The evil of county lines exposed: A terrifying encounter with a masked gang boss, the young loners lured into drug-dealing slavery and the market towns being ruthlessly exploited

He likes to be called ‘Uncle’ but there is nothing avuncular about the drug dealer as he speaks to me through the black stocking he has pulled tight over his face to disguise his features.

‘We’re like a pharmacy,’ he declares. ‘Crack, coke, weed, anything you want. As long as there is demand, there will always be a supply.’

He flips through a roll of £50 and £20 notes.

On the table is a large Rambo knife that he plays with from time to time. I hope it’s just for show.

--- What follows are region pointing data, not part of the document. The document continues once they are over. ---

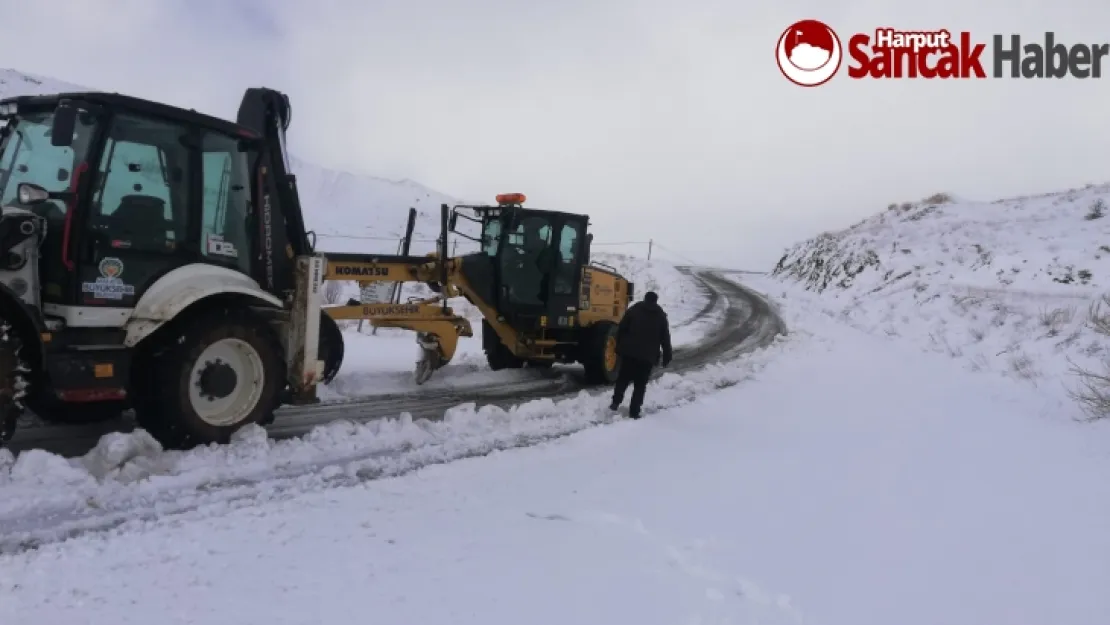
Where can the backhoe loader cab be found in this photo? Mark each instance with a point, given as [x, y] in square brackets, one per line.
[148, 260]
[157, 259]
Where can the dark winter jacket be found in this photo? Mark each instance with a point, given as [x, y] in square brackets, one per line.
[644, 331]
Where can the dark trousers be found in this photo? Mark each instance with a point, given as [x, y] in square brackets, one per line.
[635, 372]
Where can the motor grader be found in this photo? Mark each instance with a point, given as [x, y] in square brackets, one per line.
[155, 259]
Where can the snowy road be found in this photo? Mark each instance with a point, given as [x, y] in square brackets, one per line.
[834, 477]
[127, 480]
[739, 314]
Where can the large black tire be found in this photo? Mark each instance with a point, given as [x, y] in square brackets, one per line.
[330, 348]
[198, 401]
[597, 353]
[497, 355]
[13, 381]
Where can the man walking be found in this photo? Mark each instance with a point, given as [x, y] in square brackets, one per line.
[644, 331]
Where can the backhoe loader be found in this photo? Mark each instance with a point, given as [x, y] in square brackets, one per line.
[155, 259]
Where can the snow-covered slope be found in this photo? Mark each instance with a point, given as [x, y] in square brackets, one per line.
[818, 481]
[334, 202]
[1007, 285]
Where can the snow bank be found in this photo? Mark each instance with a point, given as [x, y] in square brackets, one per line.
[1006, 285]
[128, 479]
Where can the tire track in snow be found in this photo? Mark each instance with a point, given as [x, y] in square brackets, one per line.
[748, 323]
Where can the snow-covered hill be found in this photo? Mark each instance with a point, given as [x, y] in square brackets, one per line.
[1013, 285]
[335, 202]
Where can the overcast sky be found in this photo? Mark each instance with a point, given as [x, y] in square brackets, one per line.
[659, 119]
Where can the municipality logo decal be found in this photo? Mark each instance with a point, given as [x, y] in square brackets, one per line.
[111, 268]
[109, 285]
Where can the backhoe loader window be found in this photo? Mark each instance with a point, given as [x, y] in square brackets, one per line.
[226, 199]
[142, 197]
[28, 157]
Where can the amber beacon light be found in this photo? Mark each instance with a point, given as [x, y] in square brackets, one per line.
[511, 199]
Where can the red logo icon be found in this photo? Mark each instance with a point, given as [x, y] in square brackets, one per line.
[808, 53]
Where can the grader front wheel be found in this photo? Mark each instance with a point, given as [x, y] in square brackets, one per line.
[431, 358]
[598, 353]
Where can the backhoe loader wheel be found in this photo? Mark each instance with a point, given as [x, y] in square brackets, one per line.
[598, 353]
[222, 370]
[13, 382]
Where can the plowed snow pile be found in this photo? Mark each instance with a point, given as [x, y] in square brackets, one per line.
[1012, 285]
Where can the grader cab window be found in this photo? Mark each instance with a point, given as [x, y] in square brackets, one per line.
[526, 260]
[567, 269]
[491, 237]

‘And is there a good demand?’ I ask tentatively. ‘Yes, always,’ he replies. ‘Anywhere, everywhere. You’ll find us in clubs. We sell to everyone. Schoolteachers, people who work in nurseries, anyone and everyone.’

A senior journalist for Sky News, I have arranged to interview ‘Uncle’ at a crack house he runs in North London, as part of an in-depth investigation I am conducting into the drugs trade known as ‘county lines’.

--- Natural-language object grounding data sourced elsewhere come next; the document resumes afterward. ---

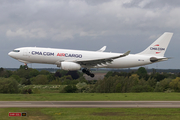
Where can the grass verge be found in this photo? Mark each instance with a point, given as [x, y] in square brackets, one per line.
[93, 113]
[91, 97]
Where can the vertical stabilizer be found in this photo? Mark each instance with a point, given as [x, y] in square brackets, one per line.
[158, 48]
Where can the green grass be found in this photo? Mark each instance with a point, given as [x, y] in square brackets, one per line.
[93, 113]
[91, 97]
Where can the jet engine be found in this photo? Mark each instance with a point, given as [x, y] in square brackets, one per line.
[71, 66]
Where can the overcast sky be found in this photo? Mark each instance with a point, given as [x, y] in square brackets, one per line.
[121, 25]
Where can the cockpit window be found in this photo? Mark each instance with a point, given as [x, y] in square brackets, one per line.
[16, 50]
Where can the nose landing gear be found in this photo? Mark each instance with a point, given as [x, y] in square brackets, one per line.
[87, 71]
[25, 66]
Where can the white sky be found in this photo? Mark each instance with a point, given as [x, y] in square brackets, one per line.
[121, 25]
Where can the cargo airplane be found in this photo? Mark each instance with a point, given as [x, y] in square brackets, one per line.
[78, 59]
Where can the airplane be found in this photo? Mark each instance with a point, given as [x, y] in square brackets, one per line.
[84, 60]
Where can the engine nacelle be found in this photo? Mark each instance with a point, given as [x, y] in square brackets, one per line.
[71, 66]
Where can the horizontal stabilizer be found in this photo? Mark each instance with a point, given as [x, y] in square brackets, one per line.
[159, 47]
[102, 49]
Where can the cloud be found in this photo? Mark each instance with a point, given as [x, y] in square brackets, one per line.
[33, 33]
[78, 23]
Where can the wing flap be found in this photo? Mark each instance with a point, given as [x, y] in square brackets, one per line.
[101, 62]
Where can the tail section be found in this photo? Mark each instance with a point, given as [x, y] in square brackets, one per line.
[158, 48]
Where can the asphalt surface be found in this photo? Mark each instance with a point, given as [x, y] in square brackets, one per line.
[91, 104]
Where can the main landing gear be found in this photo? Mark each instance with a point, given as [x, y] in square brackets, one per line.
[25, 66]
[87, 71]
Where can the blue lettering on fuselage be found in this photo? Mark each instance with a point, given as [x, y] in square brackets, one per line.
[42, 53]
[73, 55]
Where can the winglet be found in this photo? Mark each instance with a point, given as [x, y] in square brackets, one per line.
[102, 49]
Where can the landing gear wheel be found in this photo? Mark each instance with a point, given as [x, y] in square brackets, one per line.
[92, 75]
[87, 71]
[25, 66]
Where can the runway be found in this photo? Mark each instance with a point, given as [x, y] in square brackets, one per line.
[91, 104]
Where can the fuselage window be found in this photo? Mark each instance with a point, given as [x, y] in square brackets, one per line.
[16, 50]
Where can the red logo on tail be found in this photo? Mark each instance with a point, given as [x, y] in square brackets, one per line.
[157, 45]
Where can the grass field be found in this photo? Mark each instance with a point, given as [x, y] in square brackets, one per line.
[93, 113]
[91, 97]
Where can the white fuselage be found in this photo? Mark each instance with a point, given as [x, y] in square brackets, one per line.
[56, 56]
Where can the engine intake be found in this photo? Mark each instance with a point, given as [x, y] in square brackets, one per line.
[70, 66]
[153, 59]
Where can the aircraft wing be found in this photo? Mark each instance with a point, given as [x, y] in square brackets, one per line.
[102, 49]
[101, 62]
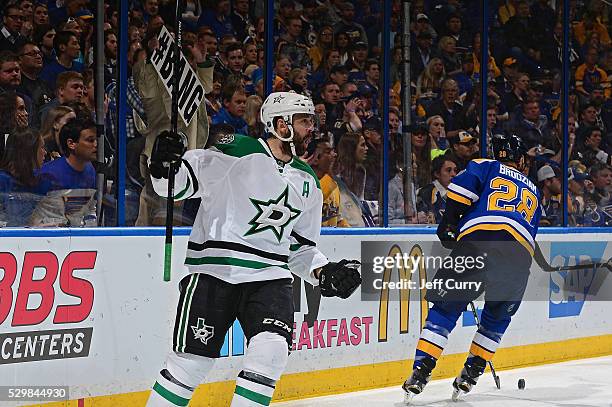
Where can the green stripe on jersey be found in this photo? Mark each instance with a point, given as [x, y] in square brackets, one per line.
[251, 395]
[230, 261]
[302, 166]
[181, 341]
[237, 145]
[184, 191]
[168, 395]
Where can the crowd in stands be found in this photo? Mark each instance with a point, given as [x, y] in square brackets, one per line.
[330, 50]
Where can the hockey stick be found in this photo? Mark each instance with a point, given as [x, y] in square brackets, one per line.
[495, 376]
[538, 257]
[174, 127]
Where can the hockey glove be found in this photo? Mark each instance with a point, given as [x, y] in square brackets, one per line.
[447, 234]
[339, 279]
[167, 152]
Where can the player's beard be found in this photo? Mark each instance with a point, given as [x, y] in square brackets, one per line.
[299, 142]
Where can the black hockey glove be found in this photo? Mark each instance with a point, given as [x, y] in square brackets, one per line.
[340, 279]
[447, 234]
[167, 152]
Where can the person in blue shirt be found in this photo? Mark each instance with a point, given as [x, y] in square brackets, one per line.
[234, 107]
[21, 186]
[67, 49]
[492, 216]
[75, 170]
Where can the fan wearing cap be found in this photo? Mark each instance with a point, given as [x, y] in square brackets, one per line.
[492, 210]
[348, 25]
[464, 147]
[259, 221]
[322, 157]
[550, 185]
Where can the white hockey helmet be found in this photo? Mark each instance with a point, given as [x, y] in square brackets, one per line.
[284, 105]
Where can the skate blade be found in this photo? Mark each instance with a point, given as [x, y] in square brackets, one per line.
[408, 396]
[457, 394]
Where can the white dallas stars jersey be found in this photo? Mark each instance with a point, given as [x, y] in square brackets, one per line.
[258, 220]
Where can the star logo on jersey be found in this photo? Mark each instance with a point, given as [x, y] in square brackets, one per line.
[203, 332]
[273, 215]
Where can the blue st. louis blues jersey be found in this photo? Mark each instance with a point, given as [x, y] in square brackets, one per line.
[500, 198]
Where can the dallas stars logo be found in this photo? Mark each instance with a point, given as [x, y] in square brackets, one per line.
[273, 215]
[203, 332]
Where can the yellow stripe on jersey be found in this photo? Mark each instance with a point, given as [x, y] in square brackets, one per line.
[499, 226]
[478, 350]
[459, 198]
[430, 348]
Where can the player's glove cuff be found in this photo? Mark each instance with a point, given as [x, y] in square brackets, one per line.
[447, 234]
[340, 279]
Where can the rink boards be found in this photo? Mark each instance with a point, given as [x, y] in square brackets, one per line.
[89, 309]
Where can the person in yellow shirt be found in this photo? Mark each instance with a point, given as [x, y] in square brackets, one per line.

This phenomenon is when drug gangs from big cities expand their sales to smaller towns, using violence to drive out local dealers and exploiting children and vulnerable people along the way.

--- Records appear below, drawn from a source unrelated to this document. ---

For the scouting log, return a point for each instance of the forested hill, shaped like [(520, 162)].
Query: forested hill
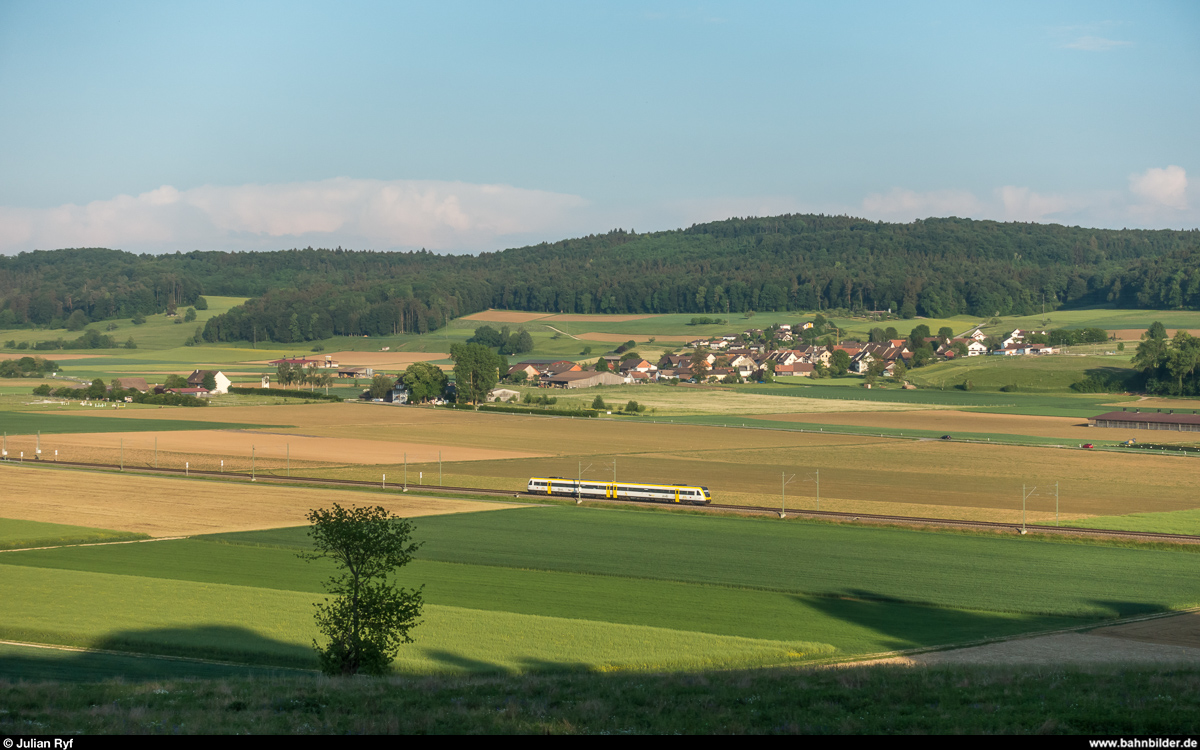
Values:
[(934, 267)]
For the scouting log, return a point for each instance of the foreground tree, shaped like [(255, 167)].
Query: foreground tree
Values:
[(370, 617)]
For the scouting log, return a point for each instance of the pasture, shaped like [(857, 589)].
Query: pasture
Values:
[(172, 507), (575, 588), (1026, 373)]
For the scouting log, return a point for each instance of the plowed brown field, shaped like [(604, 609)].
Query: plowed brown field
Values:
[(1179, 630), (165, 507), (858, 473)]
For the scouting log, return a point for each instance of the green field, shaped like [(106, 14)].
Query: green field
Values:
[(157, 333), (17, 534), (1038, 405), (51, 423), (569, 588)]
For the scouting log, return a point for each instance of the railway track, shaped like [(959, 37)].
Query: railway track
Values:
[(1017, 528)]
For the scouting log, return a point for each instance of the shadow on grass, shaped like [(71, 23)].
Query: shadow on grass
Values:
[(210, 651), (906, 625)]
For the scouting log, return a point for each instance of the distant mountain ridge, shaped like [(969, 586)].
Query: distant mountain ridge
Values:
[(937, 267)]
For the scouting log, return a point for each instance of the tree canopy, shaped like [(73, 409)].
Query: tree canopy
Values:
[(424, 382), (370, 617), (475, 371)]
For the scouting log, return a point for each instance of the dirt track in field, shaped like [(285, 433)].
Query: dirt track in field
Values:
[(624, 337), (951, 421), (377, 359), (575, 318), (166, 507)]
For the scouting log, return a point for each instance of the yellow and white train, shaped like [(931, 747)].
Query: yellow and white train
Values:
[(695, 495)]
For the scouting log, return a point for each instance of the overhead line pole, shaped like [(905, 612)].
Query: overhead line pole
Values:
[(783, 492)]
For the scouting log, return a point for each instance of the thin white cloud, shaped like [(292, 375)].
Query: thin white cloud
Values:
[(909, 204), (1024, 204), (1096, 43), (384, 215), (1162, 187)]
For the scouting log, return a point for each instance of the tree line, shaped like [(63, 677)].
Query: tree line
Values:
[(937, 267)]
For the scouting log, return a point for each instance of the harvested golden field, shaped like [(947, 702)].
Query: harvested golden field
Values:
[(167, 507), (741, 466), (504, 316), (885, 473), (952, 421)]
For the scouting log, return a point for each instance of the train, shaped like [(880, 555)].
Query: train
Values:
[(693, 495)]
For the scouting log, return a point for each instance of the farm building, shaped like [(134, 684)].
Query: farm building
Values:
[(1138, 419), (582, 379), (222, 383)]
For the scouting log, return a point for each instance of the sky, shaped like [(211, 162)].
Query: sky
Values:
[(478, 126)]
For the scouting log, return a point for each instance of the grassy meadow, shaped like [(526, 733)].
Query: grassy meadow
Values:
[(563, 588)]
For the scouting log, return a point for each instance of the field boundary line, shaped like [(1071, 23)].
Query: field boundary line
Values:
[(97, 544), (853, 661)]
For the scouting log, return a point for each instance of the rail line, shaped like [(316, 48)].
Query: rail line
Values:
[(1017, 528)]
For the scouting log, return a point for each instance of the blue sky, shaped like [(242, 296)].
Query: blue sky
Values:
[(475, 126)]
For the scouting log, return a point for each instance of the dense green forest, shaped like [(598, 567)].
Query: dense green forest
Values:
[(935, 268)]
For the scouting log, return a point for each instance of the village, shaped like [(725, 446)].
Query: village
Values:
[(779, 352)]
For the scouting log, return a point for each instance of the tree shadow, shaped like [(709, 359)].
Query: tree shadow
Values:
[(906, 625), (202, 652)]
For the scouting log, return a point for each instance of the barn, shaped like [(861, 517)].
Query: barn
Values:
[(1180, 420)]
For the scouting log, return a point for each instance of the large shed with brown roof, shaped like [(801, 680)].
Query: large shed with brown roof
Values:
[(1138, 419)]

It is growing alarmingly fast. In 2015, only seven police forces reported knowledge of county lines in their area. By November 2017 there were 720 ‘lines’ or networks known to police; by the end of last year that number had risen to more than 2,000.

He likes to be called ‘Uncle’ but there is nothing avuncular about the drug dealer as he speaks to me through the black stocking he has pulled tight over his face to disguise his features, writes JASON FARRELL

He likes to be called ‘Uncle’ but there is nothing avuncular about the drug dealer as he speaks to me through the black stocking he has pulled tight over his face to disguise his features, writes JASON FARRELL

The odds are that ‘county lines’ drug dealing has already arrived in a town near you, bringing with it a wave of gang culture, addiction, knife crime, heartache and the trafficking and even murder of children. Driven by greed, it all adds up to big, big business for the drug dealers.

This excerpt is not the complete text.